Enhancements to Anti-Spam Measures
We provide a number of tools that offer protective measures for Yahoo! Mail users, such as automatic filters to remove spam and rejection of spoof mails. A help page provides detailed explanations on how to set up and use such tools as part of our efforts to support users in anti-spam measures.
YAHUOKU! Fraud Prevention Measures
We strengthen both management and systems as part of fraud prevention measures for our YAHUOKU! service. We promote such measures on various fronts, such as raising user awareness and cooperation with rights holders’ associations to protect intellectual property. Moving forward, we will continue our active efforts to achieve a zero-fraud environment.

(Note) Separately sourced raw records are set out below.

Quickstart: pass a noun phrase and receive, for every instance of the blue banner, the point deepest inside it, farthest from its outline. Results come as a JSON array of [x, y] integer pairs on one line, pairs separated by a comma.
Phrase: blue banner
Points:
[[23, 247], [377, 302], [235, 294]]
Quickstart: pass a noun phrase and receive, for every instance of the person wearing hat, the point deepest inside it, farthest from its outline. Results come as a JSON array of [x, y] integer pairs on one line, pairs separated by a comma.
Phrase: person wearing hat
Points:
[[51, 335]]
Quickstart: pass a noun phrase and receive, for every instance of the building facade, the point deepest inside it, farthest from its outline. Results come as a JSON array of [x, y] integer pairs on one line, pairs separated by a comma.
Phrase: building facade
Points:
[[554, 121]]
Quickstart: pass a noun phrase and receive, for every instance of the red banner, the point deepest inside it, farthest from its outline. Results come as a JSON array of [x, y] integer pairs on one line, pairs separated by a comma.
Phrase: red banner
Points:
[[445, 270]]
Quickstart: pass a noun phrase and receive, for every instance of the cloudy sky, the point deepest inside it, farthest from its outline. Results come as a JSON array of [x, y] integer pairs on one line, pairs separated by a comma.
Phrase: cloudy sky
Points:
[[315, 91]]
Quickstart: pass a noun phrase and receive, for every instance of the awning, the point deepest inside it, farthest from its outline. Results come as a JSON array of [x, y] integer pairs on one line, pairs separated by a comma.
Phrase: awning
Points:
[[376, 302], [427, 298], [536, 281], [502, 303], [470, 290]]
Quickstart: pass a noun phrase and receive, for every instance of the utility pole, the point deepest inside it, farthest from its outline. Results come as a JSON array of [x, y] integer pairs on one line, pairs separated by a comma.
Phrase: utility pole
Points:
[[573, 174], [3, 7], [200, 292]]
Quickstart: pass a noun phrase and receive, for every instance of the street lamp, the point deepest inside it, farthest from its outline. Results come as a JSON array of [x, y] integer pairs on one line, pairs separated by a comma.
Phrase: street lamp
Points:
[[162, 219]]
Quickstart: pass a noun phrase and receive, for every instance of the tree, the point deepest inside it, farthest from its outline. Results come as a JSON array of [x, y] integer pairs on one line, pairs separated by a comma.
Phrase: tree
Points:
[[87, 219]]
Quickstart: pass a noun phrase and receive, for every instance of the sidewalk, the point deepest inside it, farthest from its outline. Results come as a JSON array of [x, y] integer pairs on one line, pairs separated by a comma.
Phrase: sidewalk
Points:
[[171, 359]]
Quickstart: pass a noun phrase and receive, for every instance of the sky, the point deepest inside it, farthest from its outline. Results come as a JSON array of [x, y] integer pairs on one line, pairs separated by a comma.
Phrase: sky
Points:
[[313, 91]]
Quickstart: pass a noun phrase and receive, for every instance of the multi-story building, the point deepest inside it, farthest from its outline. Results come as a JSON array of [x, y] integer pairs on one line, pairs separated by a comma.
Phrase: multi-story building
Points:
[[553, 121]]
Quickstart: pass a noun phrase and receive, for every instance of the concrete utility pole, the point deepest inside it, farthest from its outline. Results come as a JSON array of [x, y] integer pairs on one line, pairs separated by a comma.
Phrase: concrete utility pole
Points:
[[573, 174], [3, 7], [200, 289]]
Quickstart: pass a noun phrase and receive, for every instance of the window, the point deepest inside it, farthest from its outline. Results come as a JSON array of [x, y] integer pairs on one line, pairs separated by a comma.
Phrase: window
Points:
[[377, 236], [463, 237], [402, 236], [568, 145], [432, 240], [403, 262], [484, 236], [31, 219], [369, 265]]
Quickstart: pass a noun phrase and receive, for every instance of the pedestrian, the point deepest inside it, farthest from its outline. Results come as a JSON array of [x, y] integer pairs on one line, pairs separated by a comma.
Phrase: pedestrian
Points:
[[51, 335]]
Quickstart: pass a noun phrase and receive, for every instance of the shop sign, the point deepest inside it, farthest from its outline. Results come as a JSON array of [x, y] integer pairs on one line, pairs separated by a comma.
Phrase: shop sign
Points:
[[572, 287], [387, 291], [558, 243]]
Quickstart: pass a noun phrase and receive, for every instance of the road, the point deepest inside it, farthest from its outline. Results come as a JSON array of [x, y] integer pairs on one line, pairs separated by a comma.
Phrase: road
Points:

We provide our users with safety information so that YAHUOKU! can be safely used. We have a help page with advices on items to reconfirm or note in the various process of the auction transaction, such as: listing, bidding, purchase, payment and receiving items. Points that users should be aware of in order to avoid trading of fraudulent goods and inadvertent access to phishing sites are also disclosed in this help page.
Validation before Items Are Put up for Sale on YAHUOKU!
In November 2006, we introduced a validation method at YAHUOKU! requiring sellers to present documents confirming their identity before items are put up for sale. In August 2012, we introduced a mobile validation method that uses devices (feature phones/smartphones) for which user identity is confirmed by the mobile operators. Either validation method may be used to list items for auction.
Yahoo! JAPAN collaborates with big brand companies to eradicate distribution of counterfeit items on YAHUOKU!. At present, we have partnered with Louis Vuitton Malletier and COACH, INC. to conduct anti-counterfeit measures, both companies agreeing to cooperate in measures to prevent the distribution of counterfeit goods.
Along with cooperating with law enforcement in criminal investigations, we also share information with government offices pursuing anti-counterfeit measures, such as the Ministry of Economy, Trade and Industry.
Meanwhile, we continue to raise awareness among our users and encourage them to avoid purchasing counterfeits.
Moving forward, in addition to pursuing partnerships with concerned parties, we hope to set a global standard for operation of Internet auction services through these efforts to raise users’ awareness.
Initiatives to Protect Intellectual Property Rights
In December 2005, we established the Council for Intellectual Property Protection on Internet (CIPP) together with rights holders and rights holders’ associations, with relevant government offices as observers. This council drew up the “Guidelines for the Prevention of Distribution of Internet IPR Infringing Goods” and is working in cooperation with rights holders and Internet service providers to prevent distribution of items that infringe upon intellectual property rights. According to the CIPP Report for FY 2015, Internet auction sites conducting measures to protect intellectual property rights had remarkably low level of infringing items listed; items violating copyrights: 0.25% (out of 4,762 items verified) and items violating trademarks: 1.83% (out of 2,292 items verified).
While the total number of products up for sale has increased across all Internet auction sites, the exceedingly low rate of products infringing on intellectual property rights can be attributed to countermeasures conducted by Internet service providers together with rights holders.
Introduction of Fraud Detection Models
Yahoo! JAPAN operates fraud detection models to prevent unauthorized use of auction sites. Patrol efficiency is enhanced by utilizing data-mining technology to analyze data from models based on behavioral patterns of unauthorized users.
Compensation System for Undelivered Items
Yahoo! JAPAN operates an original compensation system for YAHUOKU! users who, despite following rules such as terms of service, become victims of fraud and other types of misuse.